– «Не понимаем мы, и где же нам понять, что этот мир кончается не нами», – примирительно сообщила Зоя Васильевна, демонстрируя подругам, что их реакция на ее новость, в общем и целом, ей понятна. Самолюбие ее, конечно, страдало, но самолюбие же и не позволило согласиться на перевод в другую библиотеку.
Увы, она как никто умела понимать тонкие намеки руководства на толстые обстоятельства и входить в чужое положение. И с большим трудом потом из этого положения выходила.
– Чья бы корова мычала! – адресовалась Людмила Ивановна к Людмиле Петровне, желая приободрить Зайку. Ей, к тому же, было присуще обостренное чувство справедливости. Стремление всегда и во всем расставлять точки над i было одновременно и сильной, и слабой ее чертой. – Зайке хоть три года после пенсии дали поработать, а тебя вытряхнули безо всякого базиса!
– Базы, – автоматически поправила Зоя Васильевна, и свернула официальную часть: – Девочки! Был тост!
Осушили по первой, закусили, кто чем предпочел.
– Ну, а как же проверка фонда? – вернулась к теме Людмила Петровна. – Это кто же примет заведование без проверки фонда?
– Чужой не примет, а мы с Валентиной столько лет вместе! К тому же, если помните, проверка фонда была у нас год с небольшим назад. Сделают выборочную, то есть, проверят новые поступления, а они, практически, все в читальном зале. Нет проблем! – и, уводя подруг от болезненной для нее темы, воскликнула: – Девчонки, а я про нас стихи сочинила!
– О, давай! – Людмила Ивановна питала слабость к поэтическим экспериментам подруги, испытывала к ней легкое благоговение, и, когда случались читки, впадала в экстатическое состояние.

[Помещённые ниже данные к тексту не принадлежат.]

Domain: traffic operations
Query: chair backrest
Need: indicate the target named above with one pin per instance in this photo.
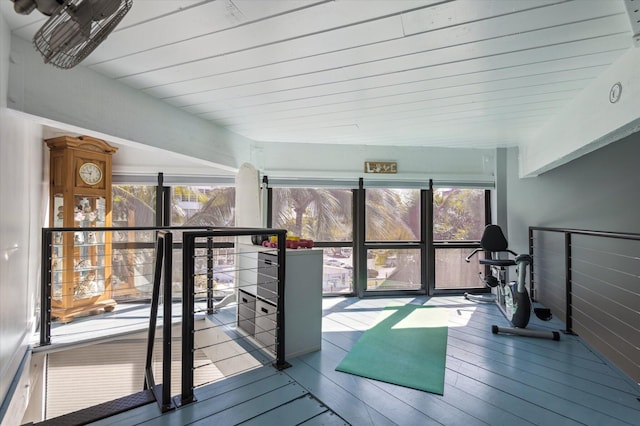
(493, 239)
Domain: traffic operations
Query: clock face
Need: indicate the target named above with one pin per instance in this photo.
(90, 173)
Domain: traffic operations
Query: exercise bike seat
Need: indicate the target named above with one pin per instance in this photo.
(494, 241)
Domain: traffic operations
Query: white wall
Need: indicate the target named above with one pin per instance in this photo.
(5, 37)
(347, 161)
(21, 217)
(88, 100)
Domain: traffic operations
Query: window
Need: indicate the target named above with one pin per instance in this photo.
(323, 215)
(392, 214)
(458, 217)
(203, 206)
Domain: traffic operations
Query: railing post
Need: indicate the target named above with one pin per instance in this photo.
(188, 302)
(167, 321)
(210, 303)
(45, 291)
(281, 362)
(568, 283)
(531, 280)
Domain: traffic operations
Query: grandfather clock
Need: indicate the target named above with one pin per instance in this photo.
(80, 197)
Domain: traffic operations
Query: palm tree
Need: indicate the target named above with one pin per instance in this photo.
(316, 213)
(218, 210)
(455, 214)
(391, 213)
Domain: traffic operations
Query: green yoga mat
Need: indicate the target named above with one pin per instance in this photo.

Мои дорогие подруги, давайте
Сегодня не будем о горьком, о грустном.
Пусты наши рюмки – скорей наполняйте!
Картошечка с маслом, салатик капустный
И малосольная килечка с луком,
Морковь по-корейски, роскошное сало…
Давайте сегодня – ни словом, ни звуком,
Что ноги болят, и что сердце устало.
Ну – дети… Не хуже других – лучше многих,
И нам обижаться на них не пристало:
Не наши – свои они торят дороги,
Как Бог повелел и судьба начертала.
Свое разуменье, успехи и муки…
Не в силах мы их уберечь, как когда-то,
И наши кровиночки – малые внуки,
Пока только пять на троих – небогато!
Ну, пенсия – смех, то есть, слезы, вернее,
Достойно стареть на нее – фантастично!
Мы, худо ли, бедно крутиться умеем
И выглядим, в общем и целом, прилично…
В недорогие хрустальные рюмки
Давайте, подруги, по третьей нальем,
И – за любовь! Чтоб сбылись все задумки!
За то, что, Бог даст, мы еще поживем!
– Как это правильно! – в очередной раз восхитилась Людмила Ивановна.
– И как вовремя! – согласилась Людмила Петровна, наливая по второй. – Но – третья еще впереди! Ну ладно, а как жить дальше будем? – вернула она подруг из романтических далей.
В кругу подруг у нее был имидж женщины, твердо стоящей обеими ногами на земле при любых обстоятельствах, хотя быть романтиком и возноситься в звездные выси, учитывая биографию, более пристало бы ей. Знакомство с музой поэзии у Людмилы Петровны случилось очень давно, на заре туманной школьной юности, и было шапочным. Поэтому, когда ей приходилось выслушивать результаты поэтических бдений подруги, желания сделать это знакомство более тесным у нее не возникало.
– Летом и дома работы хватает, а на зиму что-нибудь буду подыскивать, вахтером или дежурить где-нибудь.
– А оно тебе надо?
– Так пенсия маленькая. И скучно станет.
– А вахтером весело?!
– Посмотрим, уйдешь ли ты сама на пенсию, когда срок придет!
– А тебе много надо? Я же живу на пенсию, – напомнила Людмила Ивановна. – Кто не работает – тот ест по мере возможностей! А скучать мы тебе не дадим.